Pitkin County sheriff will intervene in isolation, quarantine cases

Pitkin County Sheriff Joe DiSalvo sits at his office desk.
Aspen Times File

Visitors and residents who defy COVID-19 quarantine and isolation orders will have to answer to Pitkin County sheriff’s deputies, who will arrest and possibly jail scofflaws, the sheriff said Tuesday.

“I prefer to enforce egregious violations,” Pitkin County Sheriff Joe DiSalvo told county commissioners. “Violating a quarantine (or isolation) order — I think those are what I’m prepared to prosecute.”

Meanwhile, the county’s public health director told commissioners she plans to propose a stricter facemask law to members of the Board of Health later this week. The proposal would eliminate the rule that says people must wear a facemask outside if they stop and talk to another person not in their household within less than 6 feet for more than 10 minutes, health director Karen Koenemann said.

In other words, if people not wearing a facemask outside stop to talk to someone not in their household for any length of time, they will need to mask up if the board approves the change, she said.

Koenemann also said she recommends people walking past another person within less than 6 feet wear a mask.
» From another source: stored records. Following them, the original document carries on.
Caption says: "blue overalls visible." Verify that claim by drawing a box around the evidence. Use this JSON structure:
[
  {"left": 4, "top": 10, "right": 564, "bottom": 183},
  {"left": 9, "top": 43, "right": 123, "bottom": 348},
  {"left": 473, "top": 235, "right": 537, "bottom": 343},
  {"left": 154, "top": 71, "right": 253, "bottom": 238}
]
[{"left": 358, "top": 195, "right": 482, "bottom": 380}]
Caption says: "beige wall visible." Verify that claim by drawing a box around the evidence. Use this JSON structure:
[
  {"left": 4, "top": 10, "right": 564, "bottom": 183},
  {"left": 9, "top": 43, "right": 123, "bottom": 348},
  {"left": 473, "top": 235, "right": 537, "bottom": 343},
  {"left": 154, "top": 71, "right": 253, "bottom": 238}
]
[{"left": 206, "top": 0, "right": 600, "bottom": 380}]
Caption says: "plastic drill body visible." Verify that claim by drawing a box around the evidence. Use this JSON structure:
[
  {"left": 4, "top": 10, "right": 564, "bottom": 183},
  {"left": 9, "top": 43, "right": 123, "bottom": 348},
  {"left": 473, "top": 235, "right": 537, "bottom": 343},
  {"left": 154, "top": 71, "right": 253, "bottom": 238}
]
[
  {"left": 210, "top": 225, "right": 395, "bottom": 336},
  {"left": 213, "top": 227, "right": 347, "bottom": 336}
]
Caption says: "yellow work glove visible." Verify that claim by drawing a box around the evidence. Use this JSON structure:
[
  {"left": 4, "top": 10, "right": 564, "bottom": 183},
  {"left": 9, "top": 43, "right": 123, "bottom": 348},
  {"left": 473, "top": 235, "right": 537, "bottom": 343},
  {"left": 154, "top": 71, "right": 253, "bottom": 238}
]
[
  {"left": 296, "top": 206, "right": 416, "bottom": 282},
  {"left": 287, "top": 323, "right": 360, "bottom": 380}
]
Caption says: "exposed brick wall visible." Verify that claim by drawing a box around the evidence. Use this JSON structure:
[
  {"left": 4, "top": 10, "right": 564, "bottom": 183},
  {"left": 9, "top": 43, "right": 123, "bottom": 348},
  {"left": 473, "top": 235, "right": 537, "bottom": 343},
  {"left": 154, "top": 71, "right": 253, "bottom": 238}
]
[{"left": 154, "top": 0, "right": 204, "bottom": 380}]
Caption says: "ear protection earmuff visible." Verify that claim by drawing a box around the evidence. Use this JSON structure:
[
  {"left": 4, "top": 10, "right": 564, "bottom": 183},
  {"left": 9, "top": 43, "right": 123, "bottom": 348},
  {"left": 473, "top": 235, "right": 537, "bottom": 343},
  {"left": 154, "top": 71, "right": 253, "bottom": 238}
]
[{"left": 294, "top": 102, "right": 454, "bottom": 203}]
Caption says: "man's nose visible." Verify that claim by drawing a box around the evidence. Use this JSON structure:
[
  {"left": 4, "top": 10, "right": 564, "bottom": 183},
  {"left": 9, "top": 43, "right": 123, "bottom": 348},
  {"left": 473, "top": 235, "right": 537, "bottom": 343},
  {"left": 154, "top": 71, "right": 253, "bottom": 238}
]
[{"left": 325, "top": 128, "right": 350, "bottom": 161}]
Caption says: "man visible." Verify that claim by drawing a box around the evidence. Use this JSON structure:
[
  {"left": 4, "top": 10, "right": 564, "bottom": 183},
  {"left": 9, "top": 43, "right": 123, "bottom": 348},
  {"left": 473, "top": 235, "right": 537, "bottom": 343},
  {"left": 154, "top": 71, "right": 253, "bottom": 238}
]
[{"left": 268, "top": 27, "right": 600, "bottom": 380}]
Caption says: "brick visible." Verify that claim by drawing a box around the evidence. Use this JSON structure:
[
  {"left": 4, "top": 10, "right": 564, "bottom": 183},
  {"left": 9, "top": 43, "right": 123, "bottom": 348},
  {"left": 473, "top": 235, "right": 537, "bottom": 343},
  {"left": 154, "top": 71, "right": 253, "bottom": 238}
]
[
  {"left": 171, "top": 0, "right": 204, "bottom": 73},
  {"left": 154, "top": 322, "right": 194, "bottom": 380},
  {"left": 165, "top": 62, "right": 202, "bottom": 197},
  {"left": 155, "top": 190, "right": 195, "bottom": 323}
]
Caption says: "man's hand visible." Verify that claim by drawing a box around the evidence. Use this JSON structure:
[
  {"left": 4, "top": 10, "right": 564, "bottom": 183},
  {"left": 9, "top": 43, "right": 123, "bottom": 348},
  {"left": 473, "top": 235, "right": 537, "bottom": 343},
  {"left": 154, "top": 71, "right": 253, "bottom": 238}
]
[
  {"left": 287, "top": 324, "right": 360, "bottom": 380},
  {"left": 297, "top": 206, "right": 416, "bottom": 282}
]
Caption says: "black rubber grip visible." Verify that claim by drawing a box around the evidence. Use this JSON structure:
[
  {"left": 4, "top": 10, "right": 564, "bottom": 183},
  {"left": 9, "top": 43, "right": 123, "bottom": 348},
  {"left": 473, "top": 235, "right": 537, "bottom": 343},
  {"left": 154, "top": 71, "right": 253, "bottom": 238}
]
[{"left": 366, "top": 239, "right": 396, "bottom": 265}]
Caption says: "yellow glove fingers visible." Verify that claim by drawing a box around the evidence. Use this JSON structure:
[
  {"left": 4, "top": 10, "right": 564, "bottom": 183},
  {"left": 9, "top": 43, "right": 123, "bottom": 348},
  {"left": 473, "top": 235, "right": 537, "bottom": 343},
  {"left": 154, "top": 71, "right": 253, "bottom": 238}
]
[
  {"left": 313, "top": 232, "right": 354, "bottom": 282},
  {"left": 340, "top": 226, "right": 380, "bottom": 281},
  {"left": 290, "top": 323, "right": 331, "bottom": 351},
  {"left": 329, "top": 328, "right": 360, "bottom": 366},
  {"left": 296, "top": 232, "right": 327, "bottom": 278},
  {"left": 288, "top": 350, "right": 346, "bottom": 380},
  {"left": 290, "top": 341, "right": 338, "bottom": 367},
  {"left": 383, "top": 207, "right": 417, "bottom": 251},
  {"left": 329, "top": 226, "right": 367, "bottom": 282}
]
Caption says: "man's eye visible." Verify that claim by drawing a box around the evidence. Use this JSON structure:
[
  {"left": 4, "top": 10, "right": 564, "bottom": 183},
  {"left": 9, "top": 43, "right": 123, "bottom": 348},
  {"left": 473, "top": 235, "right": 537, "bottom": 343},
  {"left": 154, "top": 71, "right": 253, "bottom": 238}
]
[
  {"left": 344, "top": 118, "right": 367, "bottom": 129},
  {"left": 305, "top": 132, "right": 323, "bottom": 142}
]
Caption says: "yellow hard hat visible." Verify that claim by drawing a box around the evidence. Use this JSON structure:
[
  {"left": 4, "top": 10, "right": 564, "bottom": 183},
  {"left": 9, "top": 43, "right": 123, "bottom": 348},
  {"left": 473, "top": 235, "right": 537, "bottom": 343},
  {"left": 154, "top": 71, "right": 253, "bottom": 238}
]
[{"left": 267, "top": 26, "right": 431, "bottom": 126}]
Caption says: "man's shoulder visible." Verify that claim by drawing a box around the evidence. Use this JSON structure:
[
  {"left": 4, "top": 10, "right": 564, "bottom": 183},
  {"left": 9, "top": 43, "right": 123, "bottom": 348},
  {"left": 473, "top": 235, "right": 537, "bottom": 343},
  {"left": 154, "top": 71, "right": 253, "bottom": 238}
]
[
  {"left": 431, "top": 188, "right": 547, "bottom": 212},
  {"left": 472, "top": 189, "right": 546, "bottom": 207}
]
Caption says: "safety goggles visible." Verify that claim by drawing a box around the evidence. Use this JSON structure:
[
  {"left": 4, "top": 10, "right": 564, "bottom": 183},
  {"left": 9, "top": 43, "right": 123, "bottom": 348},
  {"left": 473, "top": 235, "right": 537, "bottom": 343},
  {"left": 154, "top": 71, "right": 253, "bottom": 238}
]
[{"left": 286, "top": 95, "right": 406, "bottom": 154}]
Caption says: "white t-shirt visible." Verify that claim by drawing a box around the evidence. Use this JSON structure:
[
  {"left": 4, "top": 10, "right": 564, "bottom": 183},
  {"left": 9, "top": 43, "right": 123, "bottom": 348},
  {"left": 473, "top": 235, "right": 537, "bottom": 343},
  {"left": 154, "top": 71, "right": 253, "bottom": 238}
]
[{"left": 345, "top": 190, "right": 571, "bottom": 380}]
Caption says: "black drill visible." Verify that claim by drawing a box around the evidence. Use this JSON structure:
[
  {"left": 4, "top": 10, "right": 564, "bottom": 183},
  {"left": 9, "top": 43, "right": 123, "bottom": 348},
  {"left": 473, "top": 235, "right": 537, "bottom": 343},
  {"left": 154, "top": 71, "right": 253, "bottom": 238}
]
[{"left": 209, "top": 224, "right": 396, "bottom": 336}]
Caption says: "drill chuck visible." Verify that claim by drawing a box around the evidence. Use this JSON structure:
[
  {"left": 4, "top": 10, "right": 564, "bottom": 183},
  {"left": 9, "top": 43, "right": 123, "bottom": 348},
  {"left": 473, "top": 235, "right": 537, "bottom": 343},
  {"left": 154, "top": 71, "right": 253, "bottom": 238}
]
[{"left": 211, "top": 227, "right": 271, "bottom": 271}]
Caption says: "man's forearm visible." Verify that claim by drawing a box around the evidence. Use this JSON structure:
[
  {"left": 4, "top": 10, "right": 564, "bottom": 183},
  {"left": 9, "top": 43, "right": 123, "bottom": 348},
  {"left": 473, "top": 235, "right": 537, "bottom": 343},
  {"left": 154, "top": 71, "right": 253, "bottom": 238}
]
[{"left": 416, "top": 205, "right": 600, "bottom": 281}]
However, riding a bicycle past people while not wearing a mask presents a low risk of virus transmission, she said.

Commissioners have pushed for stronger enforcement of public health order rules for weeks and were receptive to both ideas.

“I’d like to see an indoor/outdoor (facemask) ordinance,” Commissioner Patti Clapper said. “Just wear it.”

DiSalvo, however, said he will not instruct his deputies to walk around downtown and enforce facemask rules, which currently don’t require people to wear masks outside. He said he would defer that duty to Aspen police officers and Police Chief Richard Pryor, who has made it clear he won’t write tickets for facemask violations that are not egregious or willful.

Current county and municipal rules only mandate facemask use while inside businesses and public buildings. Aspen City Council, however, is contemplating a “mask zone” that would require facemasks both indoors and outdoors in the commercial core and beyond.

More serious violations of the public health order, however, will draw law enforcement attention and action, DiSalvo said Tuesday.

For example, deputies responded Saturday to concerns from public health officials that a visitor who’d tested positive for COVID-19 was said to be attempting to leave town on a plane. The man had been ignoring contact tracing investigators who were attempting to get a hold of him and check on his condition, he said.

Deputies checked flight manifests and put the word out at the airport that the man was trying to leave, but discovered no sign of him there. They then checked his hotel room and found him there, DiSalvo said.

The man admitted he’d contemplated leaving, but had changed his mind and was not in the process of trying to leave when deputies spoke with him, the sheriff said.

“We will bring in law enforcement as a last resort,” he said. “We will try and work with contact tracers first.”

After the meeting, DiSalvo told The Aspen Times that deputies will issue a ticket to those who defy quarantine and isolation orders — known as a non-custodial arrest — for violating the public health order. If the person continues to defy the order, ignores contact tracers who try to communicate with them and leaves isolation or quarantine, deputies will arrest the person and take them to the Pitkin County Jail, he said.

“We’re prepared to house somebody (in jail),” he said. “We will manage them on complete lockdown.”

Whether a visitor or resident, the defiant person will be jailed for seven days after they are no longer symptomatic or until they test negative for the virus, DiSalvo said.

A person who tests positive for COVID-19 is put into quarantine, while someone who has been exposed to another who tested positive for the virus also is put in quarantine. Public health officials take both orders seriously because either can lead to spread of the virus in the Aspen and Pitkin County communities, Koenemann said.

Since June 26, the county’s public health department has received 55 complaints about businesses violating the public health order, Koenemann said. Most of them — 73% — involve the city of Aspen, while 24% were in Pitkin County and 4% involved Snowmass Village businesses, she said.

When the department receives complaints, consumer protection specialists will visit the business and if they find a willful or egregious violation, they can issue an order to shut it down within 24 hours, Koenemann said.

If the complaint does not fall into those categories, officials will educate the business on the rules, then follow up two to three days later, she said. If the business is still not in compliance, they will issue a warning letter and follow up 24 hours after that.

If, upon the third visit, the business still isn’t compliant, Koenemann can issue a closure or cease-and-desist notice, or they can go to Pitkin County District Court and obtain a temporary restraining order, she said.

The Pitkin County Board of Health will address the proposed stricter facemask rule at its meeting scheduled for 1:30 p.m. Thursday.